How to Manage Your Money

Some people are taught financial literacy from a very young age, while others only learn the value of frugality after their finances have spiraled out of control. Student loans start stacking up, car payments become past-due, the cable gets turned off, and suddenly you don’t know how to pull yourself out from under the mess.

If this sounds familiar, you’re more than likely feeling a bit overwhelmed as you struggle to manage your money. As stressful as it may be, know that there is an end in sight and that budgeting gets easier with practice. By following these tips, you can learn how to manage your money and stop living paycheck to paycheck.

  • Compare Income to Expenses

The first step is to create a clear picture of the money coming in versus money going out. In one Column A, tally up all possible sources of cash flow, such as:

  • Salary or wages
  • Loan proceeds
  • Rental income
  • Child support or alimony
  • Social Security benefits
  • Side hustles or freelance gigs

Then, in Column B, added up all of your fixed monthly expenses. Note that fixed expenses are different than variable expenses in the sense that they’re mandatory and stay the same every month. Some examples may include:

  • Rent payment
  • Loan payments
  • Cell phone bill
  • Grocery expenses

Fixed expenses are non-negotiable and should be built into your standard cost of living. Variable expenses, like a Fantasy Football League buy-in or Netflix subscription, can be controlled and monitored.

  • Consolidate Debt

The next step is to tally up all your outstanding credit card debt. Prioritize paying off the cards with the highest APR, as interest adds up quickly, but it’s also important to make the minimum payment on each account to avoid late fees.

If you have multiple lines of credit open, it can be hard to stay on top of all your bills. One strategy you can use to better manage your money is consolidating your debt under one lender, so that you’re only responsible for one monthly payment. Balance transfer credit cards allow you to merge multiple accounts for a fee that usually ranges between 0% and 5%. Depending on your balance, you might have to pay a couple hundred dollars to initiate the move, but that could save you more in the long run by avoiding compounding interest at a rate of 20% or more.

  • Set Up Auto-Payments

Whether or not you consolidate your credit card debt under one account, it’s wise to set up automatic payments so that you have less to worry about on your plate. Most banks require minimum payments in increments of $35 or less, so fitting them within your budget shouldn’t be too much of a stretch.

If funds are tight, dial back variable expenses to ensure no overdraft charges are incurred. Can you afford to dine-out as frequently as you do? Maybe you can cancel your gym membership and save money with at-home workouts online. Are there grocery store coupons you can clip to make meals more affordable? Saving a few dollars here and there may seem insignificant, but every penny counts.

  • Automate Savings

An old saying says to “Pay yourself first”, and it’s a great piece of advice when it comes to money management. Essentially, it means that before paying for nonessential goods and services, you should pay yourself by depositing money into a savings account for safekeeping.

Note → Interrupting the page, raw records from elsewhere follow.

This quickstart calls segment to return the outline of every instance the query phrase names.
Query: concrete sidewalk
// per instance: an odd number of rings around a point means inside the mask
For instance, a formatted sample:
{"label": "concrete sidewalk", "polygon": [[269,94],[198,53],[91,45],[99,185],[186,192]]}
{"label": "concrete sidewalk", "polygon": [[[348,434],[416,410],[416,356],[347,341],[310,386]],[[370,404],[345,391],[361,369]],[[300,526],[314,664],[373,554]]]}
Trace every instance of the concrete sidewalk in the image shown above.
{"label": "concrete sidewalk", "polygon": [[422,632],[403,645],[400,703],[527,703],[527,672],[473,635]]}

When you’re struggling with debt, this is much easier said than done. That’s why it’s smart to set up automated savings contributions in conjunction with automatic bill payments so you’ll know that your obligations are met at the beginning of every month.

If you can’t set up direct deposit through your employer, consider installing an app that links to your bank account and allows you to create rules based on your transaction history. For example, you can round each purchase up to the next whole dollar and stash the spare change, or establish a “guilty pleasure” contribution for each time you visit your favorite coffee spot.

  • Apply the 50:30:20 Rule

If you’re having trouble deciding how much to allocate on spending versus saving, fall back on the golden 50:30:20 rule. This suggests spending 50% of your income on the cost of living, 30% on variable expenses, and 20% on contributions to a personal savings account or brokerage account. Use this investment calculator to create investment goals, forecast investment growth and search for opportunities to boost your portfolio’s success!

Money management might not come naturally at first, but after a few months with these guidelines in place, you’ll be significantly closer to achieving financial freedom.